Among six PBS films, the treated PBS films (with BM) showed the lowest (p < 0.05) populations of all three bacteria than the pure PBS and PBS/TPS films. This indicates that the BM exhibited antimicrobial effects even in pure PBS or PBS/TPS films. The higher percentages of each BM exhibited a good antimicrobial activity compared to the lowest percentages of BM. However, in comparison among four treated PBS films (with BM), the addition of BM into the PBS/TPS film was more effective compared to the addition of BM into the pure PBS film. It was probably contributed by the presence of hydrophilic TPS component in PBS film, that helped in interacting with ionic BM through physisorption process, and while the other active sites of BM with positive charge able to continuously reacting with bacterial cell membrane, thereby suppressing their growth. Herein, the antimicrobial testing is regarded as the only analysis which could strongly prove the presence of BM in PBS film by showing off its antimicrobial effect, despite the amount of BM used is remarkably low and undetectable by other analyses in this study.
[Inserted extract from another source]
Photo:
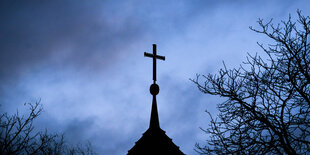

In this study, we also found that the treated film samples were more effective against E. coli (ATCC 11229), followed by S. aureus (ATCC 6538P) and S. Typhimurium (ATCC 14028). The bacterial resistance was shown by the different degree of antimicrobial activity from each film in against each tested bacteria. Besides this, the superior suppression of bacterial growth presented by the produced films in our work, especially for PBS/TPS 3%BM was comparable to the work reported by Wattanawong et al. [50], who produced silver loaded zeolite filled PBS films with 99.9% of bacterial reduction on E. coli and S. aureus. Also, from the reported work by Warsiki and Bawardi [9], their tapioca starch/zinc oxide (ZnO) antimicrobial films could exhibit antimicrobial activity in against Salmonella sp. and E. coli at 1–2 wt % ZnO, however the ZnO nanoparticle filled PBS antimicrobial film produced by Petchwattana et al. [51] could only inhibit S. aureus and E. coli at above 6 wt % ZnO. Hence, the using of less amount antimicrobial agent, BM in our work was efficient in giving great antimicrobial effect, for developing high-performed antimicrobial packaging films.

4. Conclusions

In conclusion, the BM was successfully incorporated in PBS and PBS/TPS films using melt-blown technique. From morphology examination, the PBS 3% BM and PBS/TPS 3% BM films revealed good film structure. This was supported by the FTIR analysis showing that both film samples had insignificant change of spectra compared to pure PBS film. Meanwhile, the high flame retardancy property of BM metal particles had improved the thermal resistance for all BM filled PBS films. The crystallizing effect of BM particles also aided in enhancing the crystallization behavior of PBS/TPS film. Moreover, the good compositional mixture of PBS/TPS 1.5% BM and PBS/TPS 3% BM films endowed them with high surface area and total pore volume, as well as small pore size features. This further contributes a great barrier for water vapor and oxygen gas permeability. By antimicrobial analysis, the BM acted as an antimicrobial agent in PBS films against S. aureus (ATCC 6538P), E. coli (ATCC 11229), and S. Typhimurium (ATCC 14028). The PBS/TPS 3% BM film showed strong antimicrobial activity against all three bacteria as well as gentamicin, whereas the PBS/TPS 1.5% BM film only presented antimicrobial effect against E. coli (ATCC 11229). Hence, it is suggested that the BM filled PBS/TPS films can be used in food packaging application in the future.